Imagine a time that you felt regret. What does the emotion feel like? When I go into regret, I first discover this sense of me isolated from others. I notice a group of sensations, sensations of a particular type and intensity, in a specific place. When I feel sadness, for example, my head and shoulders feel heavy and drop. They turn inwards, as if forming a shell. My mouth and eyes also drop and tense. My stomach feels heavy. With regret, there are sensations like sadness or sorrow but less demonstrative. There is also a touch of anger: a jumpy quality, a tension in my hands, a churning in my stomach. There is the sense of inward pressure.

 

Secondly, there’s a quality to the feelings. They feel pleasant, unpleasant or neutral. When you feel something as pleasant, what comes next? Desire. You want it to continue. You want more. But if it’s unpleasant, you want it to end. If it’s neutral, you might want to forget it. Regret feels unpleasant. When I feel it, I don’t want to be seen, or to see myself.

 

Thirdly, images and thoughts stream through my mind. I replay the scene over and over and try out different interpretations of what happened. This is the part I remember the most, because memories and labels get added to the feelings. In my case, I interpret what happened at school. I come up with a story to explain what occurred. I become a character in my own movie with a particular but somewhat new identity, an identity I wanted to avoid ever being. The sorrow of regret is like mourning; it is mourning the loss of an image I held of myself. I previously felt insightful, ready for anything. Now, I feel exposed as I picture people saying, “He’s not as aware as I thought he was.” I feel afraid of my image being diminished or attacked by others. I am no longer a hero in my story.

 

Fourthly, a mental state is constructed out of all these elements producing a way of thinking and perceiving the world. And I plan actions to end the regret. However, since all that I perceive is shaped by my emotion, how do I stop the planning? I wish I could hire a spin doctor.

 

The fifth skandha is consciousness, awareness, the ability to know. It is a two-edged sword. It can lead to suffering. But because I feel the pain of regret, I can do something about it. The initial pain is enough; my response to the pain is something else. Awareness allows a gap between feeling the initial elements of the emotion and doing something because of it. Mindfulness and other practices allow me to expand that gap. The gap allows a recognition that it is my own mental state and my storyline of a distinct, continuing self that is regretted; it is that story that I want to end. The regret brings my attention not only to elements of the remembered situation. It brings my attention to the image I held up in the situation as myself and the shadow cast by that me, the shadow I feared being.
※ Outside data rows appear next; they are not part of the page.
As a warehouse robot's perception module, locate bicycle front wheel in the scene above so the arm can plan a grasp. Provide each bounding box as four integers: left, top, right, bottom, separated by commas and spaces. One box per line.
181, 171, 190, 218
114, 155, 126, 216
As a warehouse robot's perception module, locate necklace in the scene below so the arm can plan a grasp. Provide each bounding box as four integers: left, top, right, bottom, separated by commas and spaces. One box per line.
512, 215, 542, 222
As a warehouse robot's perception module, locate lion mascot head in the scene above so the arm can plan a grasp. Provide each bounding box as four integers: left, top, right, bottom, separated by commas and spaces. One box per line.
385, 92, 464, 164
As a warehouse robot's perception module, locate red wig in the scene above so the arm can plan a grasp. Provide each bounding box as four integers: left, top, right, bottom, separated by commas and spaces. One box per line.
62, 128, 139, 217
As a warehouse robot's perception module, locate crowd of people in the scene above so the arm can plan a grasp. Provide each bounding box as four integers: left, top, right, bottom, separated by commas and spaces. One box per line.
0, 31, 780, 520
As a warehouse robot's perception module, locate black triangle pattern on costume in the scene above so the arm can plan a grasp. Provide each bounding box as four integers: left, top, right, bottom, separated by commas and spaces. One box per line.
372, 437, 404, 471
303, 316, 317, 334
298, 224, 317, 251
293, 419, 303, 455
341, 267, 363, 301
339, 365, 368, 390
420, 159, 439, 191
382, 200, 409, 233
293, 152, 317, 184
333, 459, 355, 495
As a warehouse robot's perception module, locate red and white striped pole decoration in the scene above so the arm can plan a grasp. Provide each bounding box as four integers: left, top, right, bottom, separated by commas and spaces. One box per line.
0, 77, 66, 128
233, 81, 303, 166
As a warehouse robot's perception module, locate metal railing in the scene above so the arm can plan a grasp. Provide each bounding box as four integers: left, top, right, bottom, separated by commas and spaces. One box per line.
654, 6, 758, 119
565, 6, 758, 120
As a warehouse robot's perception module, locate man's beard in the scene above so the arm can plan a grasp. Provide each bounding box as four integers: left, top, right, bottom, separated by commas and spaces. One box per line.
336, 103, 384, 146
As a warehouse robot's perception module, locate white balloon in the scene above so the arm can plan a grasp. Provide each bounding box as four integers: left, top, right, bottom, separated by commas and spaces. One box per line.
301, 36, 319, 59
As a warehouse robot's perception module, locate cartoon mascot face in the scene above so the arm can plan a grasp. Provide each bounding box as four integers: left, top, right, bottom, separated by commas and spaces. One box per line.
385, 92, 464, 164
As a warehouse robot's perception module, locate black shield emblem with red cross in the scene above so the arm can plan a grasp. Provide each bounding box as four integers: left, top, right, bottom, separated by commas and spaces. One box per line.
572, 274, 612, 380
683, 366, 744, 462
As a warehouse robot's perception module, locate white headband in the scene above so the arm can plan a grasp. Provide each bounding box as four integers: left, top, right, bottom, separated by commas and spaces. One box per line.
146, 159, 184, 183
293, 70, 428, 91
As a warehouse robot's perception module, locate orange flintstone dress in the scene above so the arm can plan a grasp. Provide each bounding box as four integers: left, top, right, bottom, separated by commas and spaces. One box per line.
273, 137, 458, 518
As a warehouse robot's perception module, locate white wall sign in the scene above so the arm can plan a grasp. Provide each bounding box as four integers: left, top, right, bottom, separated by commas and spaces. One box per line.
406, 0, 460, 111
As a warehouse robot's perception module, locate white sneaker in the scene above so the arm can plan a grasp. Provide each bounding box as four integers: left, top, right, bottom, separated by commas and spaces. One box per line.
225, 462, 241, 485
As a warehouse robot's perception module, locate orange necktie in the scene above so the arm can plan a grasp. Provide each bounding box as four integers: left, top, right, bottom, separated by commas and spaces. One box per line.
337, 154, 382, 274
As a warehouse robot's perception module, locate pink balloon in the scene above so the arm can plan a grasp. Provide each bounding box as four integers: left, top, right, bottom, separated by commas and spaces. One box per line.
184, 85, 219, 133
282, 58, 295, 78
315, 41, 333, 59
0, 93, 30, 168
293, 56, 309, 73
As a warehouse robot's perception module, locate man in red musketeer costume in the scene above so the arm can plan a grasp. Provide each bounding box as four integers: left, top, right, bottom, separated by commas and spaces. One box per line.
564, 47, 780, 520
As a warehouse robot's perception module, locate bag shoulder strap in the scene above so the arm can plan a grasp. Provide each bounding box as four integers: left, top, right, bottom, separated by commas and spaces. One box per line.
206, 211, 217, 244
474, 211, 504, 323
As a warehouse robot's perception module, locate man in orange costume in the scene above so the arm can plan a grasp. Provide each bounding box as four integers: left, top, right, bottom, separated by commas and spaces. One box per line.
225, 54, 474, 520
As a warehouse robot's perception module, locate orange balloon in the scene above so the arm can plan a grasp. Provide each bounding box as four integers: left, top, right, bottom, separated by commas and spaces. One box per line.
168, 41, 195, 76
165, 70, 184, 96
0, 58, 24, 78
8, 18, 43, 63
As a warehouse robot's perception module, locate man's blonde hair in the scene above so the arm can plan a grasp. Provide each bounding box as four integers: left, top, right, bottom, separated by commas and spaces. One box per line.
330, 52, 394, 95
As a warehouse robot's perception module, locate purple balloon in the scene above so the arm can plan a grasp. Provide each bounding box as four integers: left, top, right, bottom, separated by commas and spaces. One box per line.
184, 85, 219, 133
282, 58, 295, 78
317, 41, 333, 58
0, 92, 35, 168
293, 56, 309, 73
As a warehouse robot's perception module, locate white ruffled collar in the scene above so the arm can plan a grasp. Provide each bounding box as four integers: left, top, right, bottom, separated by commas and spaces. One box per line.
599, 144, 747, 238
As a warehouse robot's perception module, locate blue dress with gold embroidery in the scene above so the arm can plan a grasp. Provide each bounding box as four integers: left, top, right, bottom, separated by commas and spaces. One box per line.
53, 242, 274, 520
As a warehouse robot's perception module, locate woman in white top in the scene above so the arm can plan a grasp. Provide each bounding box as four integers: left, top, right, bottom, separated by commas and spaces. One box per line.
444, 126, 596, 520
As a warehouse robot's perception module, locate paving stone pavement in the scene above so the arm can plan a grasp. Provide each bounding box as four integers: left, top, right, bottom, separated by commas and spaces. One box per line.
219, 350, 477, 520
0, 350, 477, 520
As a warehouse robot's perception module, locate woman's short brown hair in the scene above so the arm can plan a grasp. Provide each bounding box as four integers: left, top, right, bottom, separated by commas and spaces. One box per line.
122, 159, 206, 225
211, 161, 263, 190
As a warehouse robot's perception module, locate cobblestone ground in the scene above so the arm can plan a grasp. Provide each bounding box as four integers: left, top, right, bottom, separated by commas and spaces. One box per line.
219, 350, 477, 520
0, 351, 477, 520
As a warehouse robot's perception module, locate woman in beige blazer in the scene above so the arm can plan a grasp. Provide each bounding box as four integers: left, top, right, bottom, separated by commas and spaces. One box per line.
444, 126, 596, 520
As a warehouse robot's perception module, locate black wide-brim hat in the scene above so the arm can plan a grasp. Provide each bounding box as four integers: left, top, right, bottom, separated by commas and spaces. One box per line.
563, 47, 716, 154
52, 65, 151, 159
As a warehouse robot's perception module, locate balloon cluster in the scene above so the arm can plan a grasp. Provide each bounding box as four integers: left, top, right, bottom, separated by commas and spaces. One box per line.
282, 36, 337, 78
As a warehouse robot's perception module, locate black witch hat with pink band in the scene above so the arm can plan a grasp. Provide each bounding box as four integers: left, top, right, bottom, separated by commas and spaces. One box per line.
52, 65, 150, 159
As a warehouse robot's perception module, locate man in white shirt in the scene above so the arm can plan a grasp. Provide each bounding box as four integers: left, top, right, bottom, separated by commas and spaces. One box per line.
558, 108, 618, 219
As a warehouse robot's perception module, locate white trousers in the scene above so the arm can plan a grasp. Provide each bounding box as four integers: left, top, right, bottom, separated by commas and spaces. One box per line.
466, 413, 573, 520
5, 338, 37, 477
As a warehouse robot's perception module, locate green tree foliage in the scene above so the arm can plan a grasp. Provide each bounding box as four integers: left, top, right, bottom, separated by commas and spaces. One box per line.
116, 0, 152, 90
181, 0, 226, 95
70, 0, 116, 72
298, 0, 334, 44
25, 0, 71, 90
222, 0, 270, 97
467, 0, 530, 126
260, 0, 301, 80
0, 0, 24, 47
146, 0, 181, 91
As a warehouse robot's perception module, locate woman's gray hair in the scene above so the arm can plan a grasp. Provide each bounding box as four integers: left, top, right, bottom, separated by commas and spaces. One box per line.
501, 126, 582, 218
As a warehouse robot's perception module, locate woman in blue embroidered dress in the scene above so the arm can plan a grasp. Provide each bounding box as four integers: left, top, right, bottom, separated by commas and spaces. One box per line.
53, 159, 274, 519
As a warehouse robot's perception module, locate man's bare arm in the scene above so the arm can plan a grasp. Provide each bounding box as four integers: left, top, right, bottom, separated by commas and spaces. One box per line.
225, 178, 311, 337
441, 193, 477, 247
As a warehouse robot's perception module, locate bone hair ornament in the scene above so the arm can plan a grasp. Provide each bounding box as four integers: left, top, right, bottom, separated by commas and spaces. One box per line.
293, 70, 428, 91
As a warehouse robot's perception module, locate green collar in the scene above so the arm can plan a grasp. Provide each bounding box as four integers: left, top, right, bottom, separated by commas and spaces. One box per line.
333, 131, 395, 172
The regret is the recognition of that shadow. I feel exposed only when I imagine I am being seen as something I don’t like. Only because I am invested in not being seen a certain way do I care about it.

 

So, when the regret lives on beyond its usefulness, intervene. Go to the gym or do breathing exercises. Get a massage. Or end the storytelling directly. Enter and sit in your own theatre of mind. Watch the play without pretending to be a critic. Recognize that the actor on that stage who bears a resemblance to you is just an actor in a play. Enjoy the show as much as possible. Thank the Shakespeare inside you. And this is really important, although not easy: appreciate even what you think you don’t like in you, even the shadows. Only then will you be able to perceive clearly enough to learn from whatever happens and let it go. So notice what is there for you. And then let it go. Or: breathe in, notice what it feels like to breathe in, notice whatever arises as you inhale. Then breathe out, let go, and return your attention to the breath.

 

Note: I made a correction in an earlier blog after it was published but did not point this out. Sorry. The mistake was in describing the location of the insula or insular cortex of the brain.